Santa CLARA County Superior Court Judge James Kleinberg had one of the most difficult and controversial of contemporary media issues in front of him early this month and he neatly sidestepped it.
Kleinberg was presiding over a lawsuit brought by Apple Computer Inc., charging that three bloggers had published confidential product information in violation of state law. Apple wanted to know which of the company's employees had leaked this information to the bloggers, thus violating their nondisclosure agreements with Apple as well as the California Uniform Trade Secrets Act.
In other words, Apple wanted the bloggers to identify their confidential sources. The bloggers responded by asserting the reporter's privilege under the California shield law, which says reporters do not have to divulge their confidential sources.
In other words, the bloggers said they were reporters -- journalists. Are they? Kleinberg declined to say.
He ruled in Apple's favor without addressing that issue. No one -- neither a blogger nor a traditional journalist -- had the right to publish the information that Apple claimed was confidential, he said. Doing so, he said, is publishing "stolen property."

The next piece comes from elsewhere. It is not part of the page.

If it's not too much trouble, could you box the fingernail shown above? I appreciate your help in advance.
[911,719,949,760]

The case attracted widespread media attention, attention that Kleinberg implicitly acknowledged when he said, "Defining what is a 'journalist' has become more complicated as the variety of media has expanded. But even if the [bloggers] ... are journalists, this is not the equivalent of a free pass.... The journalist's privilege is not absolute."

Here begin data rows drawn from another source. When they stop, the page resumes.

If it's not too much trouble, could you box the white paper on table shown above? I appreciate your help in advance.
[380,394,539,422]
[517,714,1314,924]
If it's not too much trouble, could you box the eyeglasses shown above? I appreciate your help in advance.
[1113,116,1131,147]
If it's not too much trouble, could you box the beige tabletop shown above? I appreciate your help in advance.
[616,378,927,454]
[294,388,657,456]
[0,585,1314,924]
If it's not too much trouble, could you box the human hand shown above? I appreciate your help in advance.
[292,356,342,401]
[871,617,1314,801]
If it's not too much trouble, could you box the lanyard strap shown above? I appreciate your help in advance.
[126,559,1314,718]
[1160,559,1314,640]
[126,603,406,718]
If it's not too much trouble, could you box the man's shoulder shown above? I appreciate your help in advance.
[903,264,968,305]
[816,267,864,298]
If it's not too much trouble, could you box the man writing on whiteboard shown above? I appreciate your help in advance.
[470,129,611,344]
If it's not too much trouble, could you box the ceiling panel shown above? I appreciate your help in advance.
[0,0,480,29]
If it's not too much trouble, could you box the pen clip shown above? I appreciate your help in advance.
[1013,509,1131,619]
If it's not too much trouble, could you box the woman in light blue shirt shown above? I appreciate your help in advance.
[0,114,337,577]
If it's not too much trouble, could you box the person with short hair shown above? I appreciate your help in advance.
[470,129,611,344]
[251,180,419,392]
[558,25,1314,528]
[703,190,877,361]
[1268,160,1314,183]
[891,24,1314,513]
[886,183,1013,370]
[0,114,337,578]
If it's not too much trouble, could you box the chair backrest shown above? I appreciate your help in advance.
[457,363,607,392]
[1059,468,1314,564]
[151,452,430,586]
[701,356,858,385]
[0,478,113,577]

Kurt Opsahl, attorney for the Electronic Frontier Foundation, who represented the bloggers in the Apple case, said Kleinberg's opinion "should be concerning to reporters of all stripes, especially those who report in the financial or trade press and are routinely reporting about companies and their products."
Agreed. But I'm far more interested at the moment in the issue Kleinberg ignored than in the one he adjudicated.
Are bloggers entitled to the same constitutional protection as traditional print and broadcast journalists?
Given the explosive growth of the blogosphere, some judge is bound to rule on the question one day soon, and when he does, I hope he says the nation's estimated 8 million bloggers are not entitled to the same constitutional protection as traditional journalists -- essentially newspaper, magazine, radio and television reporters and editors.